In InDesign go to the View menu and select Grids & Guides: Show Document Grid (you can turn that off later) and Snap to Document Grid.
This will cause your lines to snap to the grid, but they will not be positioned on the pixel, but between the pixels because by default the stroke is aligned to the center of the lines. They do snap to the grid lines and will cover half a pixel on each side of the line. This will give you blurred ant-aliased lines.
To avoid this, make sure you do not have anything selected and go to Window/Stroke.
Click on the Align Stroke / Align Stroke to Inside icon (or Outside if you prefer).
This will cause all the lines and boxes to fall exactly on the pixel grid.
Save the document as an InDesign template and use this in the future to avoid the blurred lines.
On the far left lines that fall exactly on the pixel grid and next to them lines that fall between pixels. On the right the resulting bitmaps.
Thanks for that Bob.
I also have another question regarding scrollable frames, I've been having trouble (all of a sudden) with text rendering.
So the text in the visible area of the page on screen load renders fine, and is of great quality, but then when you scroll the frame, the text underneath is blurry and looks appauling.
I could understand the "rasterising" theory if all of the text looked crappy, but with the text that is visible on page load looking great, I am slightly confused how it could render the immediate text perfectly and the "hidden" text not so well
Hopefully this makes sense!
It’s especially noticeable with PDF format folios. All I can tell you is to experiment with different fonts and stay away from those with very thin serifs as these seem to look worse. Also very thin fonts will look pretty bad, too, in comparison to those that haven’t been rasterized. One idea is to use PNG on those pages to rasterize everything so that the fonts at least look the same.
@Tim – what kind of folios do you create?
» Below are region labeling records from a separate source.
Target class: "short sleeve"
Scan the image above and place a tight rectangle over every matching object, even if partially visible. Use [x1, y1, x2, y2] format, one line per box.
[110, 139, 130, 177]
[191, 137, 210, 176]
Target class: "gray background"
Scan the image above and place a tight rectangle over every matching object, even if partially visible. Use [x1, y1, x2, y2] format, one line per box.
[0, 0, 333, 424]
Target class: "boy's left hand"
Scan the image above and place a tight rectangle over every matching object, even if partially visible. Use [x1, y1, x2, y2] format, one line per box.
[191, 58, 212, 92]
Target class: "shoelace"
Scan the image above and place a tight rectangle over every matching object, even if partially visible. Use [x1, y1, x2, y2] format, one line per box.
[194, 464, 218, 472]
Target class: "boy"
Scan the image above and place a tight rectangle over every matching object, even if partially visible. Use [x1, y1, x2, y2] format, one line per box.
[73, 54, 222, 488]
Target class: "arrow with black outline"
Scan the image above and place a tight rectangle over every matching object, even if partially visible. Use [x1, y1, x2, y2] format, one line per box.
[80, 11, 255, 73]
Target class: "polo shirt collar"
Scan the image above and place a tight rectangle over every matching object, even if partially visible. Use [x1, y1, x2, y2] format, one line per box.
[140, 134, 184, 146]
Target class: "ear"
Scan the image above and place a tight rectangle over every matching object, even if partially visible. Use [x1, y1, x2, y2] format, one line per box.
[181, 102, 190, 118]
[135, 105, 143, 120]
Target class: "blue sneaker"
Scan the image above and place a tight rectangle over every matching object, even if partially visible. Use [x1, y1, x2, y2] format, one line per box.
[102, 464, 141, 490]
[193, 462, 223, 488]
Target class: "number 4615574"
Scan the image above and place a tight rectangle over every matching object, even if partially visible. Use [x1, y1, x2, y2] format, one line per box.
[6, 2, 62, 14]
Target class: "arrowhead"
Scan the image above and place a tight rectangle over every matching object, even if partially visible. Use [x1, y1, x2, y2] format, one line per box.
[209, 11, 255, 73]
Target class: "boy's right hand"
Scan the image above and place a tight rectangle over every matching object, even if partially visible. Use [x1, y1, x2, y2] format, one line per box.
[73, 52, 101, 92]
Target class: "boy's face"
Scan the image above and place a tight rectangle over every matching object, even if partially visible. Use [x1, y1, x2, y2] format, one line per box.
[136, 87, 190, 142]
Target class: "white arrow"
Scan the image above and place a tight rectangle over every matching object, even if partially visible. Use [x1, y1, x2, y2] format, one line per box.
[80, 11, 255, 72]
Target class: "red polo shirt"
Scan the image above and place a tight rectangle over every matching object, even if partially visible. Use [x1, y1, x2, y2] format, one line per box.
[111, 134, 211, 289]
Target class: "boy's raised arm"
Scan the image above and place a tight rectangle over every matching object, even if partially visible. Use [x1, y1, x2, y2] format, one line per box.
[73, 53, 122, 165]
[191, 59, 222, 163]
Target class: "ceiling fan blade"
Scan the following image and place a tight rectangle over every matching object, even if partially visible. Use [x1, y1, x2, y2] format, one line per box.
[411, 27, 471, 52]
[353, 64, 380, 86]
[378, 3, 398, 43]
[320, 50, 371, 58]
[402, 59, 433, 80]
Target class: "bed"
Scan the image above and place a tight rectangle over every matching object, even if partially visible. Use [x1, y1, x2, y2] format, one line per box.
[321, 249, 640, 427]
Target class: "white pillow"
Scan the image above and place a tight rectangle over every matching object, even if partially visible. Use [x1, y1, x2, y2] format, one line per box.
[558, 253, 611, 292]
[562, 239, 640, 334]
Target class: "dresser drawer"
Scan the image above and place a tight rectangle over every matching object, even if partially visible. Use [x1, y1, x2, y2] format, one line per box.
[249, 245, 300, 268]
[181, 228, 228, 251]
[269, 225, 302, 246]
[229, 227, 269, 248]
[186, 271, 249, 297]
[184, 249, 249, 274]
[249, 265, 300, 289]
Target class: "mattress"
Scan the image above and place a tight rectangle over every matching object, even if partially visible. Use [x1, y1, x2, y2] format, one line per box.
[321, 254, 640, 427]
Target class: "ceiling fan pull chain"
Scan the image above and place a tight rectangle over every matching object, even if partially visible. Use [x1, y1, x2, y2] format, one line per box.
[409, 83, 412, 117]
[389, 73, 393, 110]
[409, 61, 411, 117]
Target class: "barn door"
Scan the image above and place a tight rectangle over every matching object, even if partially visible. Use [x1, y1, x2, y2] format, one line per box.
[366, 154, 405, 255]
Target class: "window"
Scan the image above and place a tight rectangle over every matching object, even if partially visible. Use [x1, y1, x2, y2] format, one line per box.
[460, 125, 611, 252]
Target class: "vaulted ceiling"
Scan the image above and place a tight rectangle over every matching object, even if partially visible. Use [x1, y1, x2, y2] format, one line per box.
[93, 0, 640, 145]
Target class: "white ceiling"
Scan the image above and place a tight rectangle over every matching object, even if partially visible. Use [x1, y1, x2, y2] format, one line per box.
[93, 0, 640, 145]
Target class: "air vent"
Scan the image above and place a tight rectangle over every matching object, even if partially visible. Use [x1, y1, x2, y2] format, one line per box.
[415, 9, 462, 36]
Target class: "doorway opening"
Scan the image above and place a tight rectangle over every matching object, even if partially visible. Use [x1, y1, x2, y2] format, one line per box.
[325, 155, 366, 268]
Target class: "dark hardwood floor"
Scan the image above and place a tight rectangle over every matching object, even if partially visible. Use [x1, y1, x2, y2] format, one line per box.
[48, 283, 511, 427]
PDF ones?
Then the static part is no problem at all concerning text representation.
Scrollable frames however could become a little blurry if you zoom in.
They, together with overlay types like "Buttons", "Slideshows" and "Audio Skins" are resampled.
And the resolution of the resampling process depends on the folio size:
1024 x 768 pdf-folios on an iPad3
2048 x 1536 pdf-folios on an iPad3
Uwe, I do majority pdf and for certain articles with different properties, import them differently.
The page with the crappy text was a PDF, I will experiment with the import options.
Bob, thanks for the heads up there - I can see how your suggestion would definitely help - it might not be pheasable at this current point in time though
I will experiment and report back - Thanks guys!